Morten Bakke

Personal information
- Date of birth: 16 December 1968 (age 56)
- Place of birth: Hedalen, Norway
- Height: 1.90 m (6 ft 3 in)
- Position(s): Goalkeeper

Youth career
- Hedalen
- Aurdal
- Faaberg

Senior career*
- Years: Team / Apps / (Gls)
- 1991–2001: Molde / 260 / (0)
- 1998: → Wimbledon (loan) / 0 / (0)
- 2001–2002: Vålerenga IF / 37 / (0)
- 2003–2004: Raufoss IL / 8 / (0)
- 2005: Hønefoss BK

International career
- 2000–2001: Norway / 2 / (0)

Managerial career
- 2009–: Hønefoss (goalkeeping coach)

= Morten Bakke =

Norwegian footballer (born 1968)

Morten Bakke (born 16 December 1968) is a retired Norwegian football goalkeeper.

==Club career==
During his career, Bakke played for several clubs, most notably Molde and Vålerenga.

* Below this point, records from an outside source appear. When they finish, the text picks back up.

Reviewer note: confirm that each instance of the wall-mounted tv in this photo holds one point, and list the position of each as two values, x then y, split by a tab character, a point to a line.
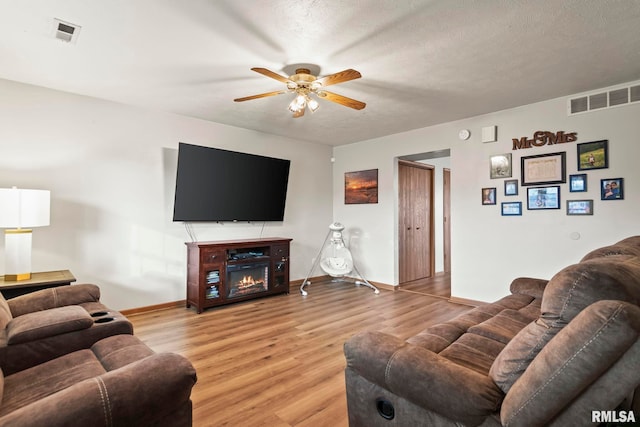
220	185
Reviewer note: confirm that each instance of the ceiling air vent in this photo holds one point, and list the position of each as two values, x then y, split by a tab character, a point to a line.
66	31
604	99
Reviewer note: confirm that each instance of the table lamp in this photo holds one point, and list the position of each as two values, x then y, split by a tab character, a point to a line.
20	210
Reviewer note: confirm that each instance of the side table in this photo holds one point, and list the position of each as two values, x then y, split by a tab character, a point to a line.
42	280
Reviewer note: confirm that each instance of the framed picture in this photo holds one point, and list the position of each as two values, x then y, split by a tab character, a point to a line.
361	187
593	155
489	196
544	169
543	198
612	189
578	183
511	208
511	187
579	207
500	166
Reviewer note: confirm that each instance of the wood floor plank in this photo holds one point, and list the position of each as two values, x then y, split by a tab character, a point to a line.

He scored from the penalty mark in a 1992 Norwegian Football Cup game against Stranda.

==International career==
He made his debut for Norway in a February 2000 friendly match against Sweden and was Norway's third-choice goalkeeper at Euro 2000. Bakke earned his second and last cap in a January 2001 friendly match against South Korea.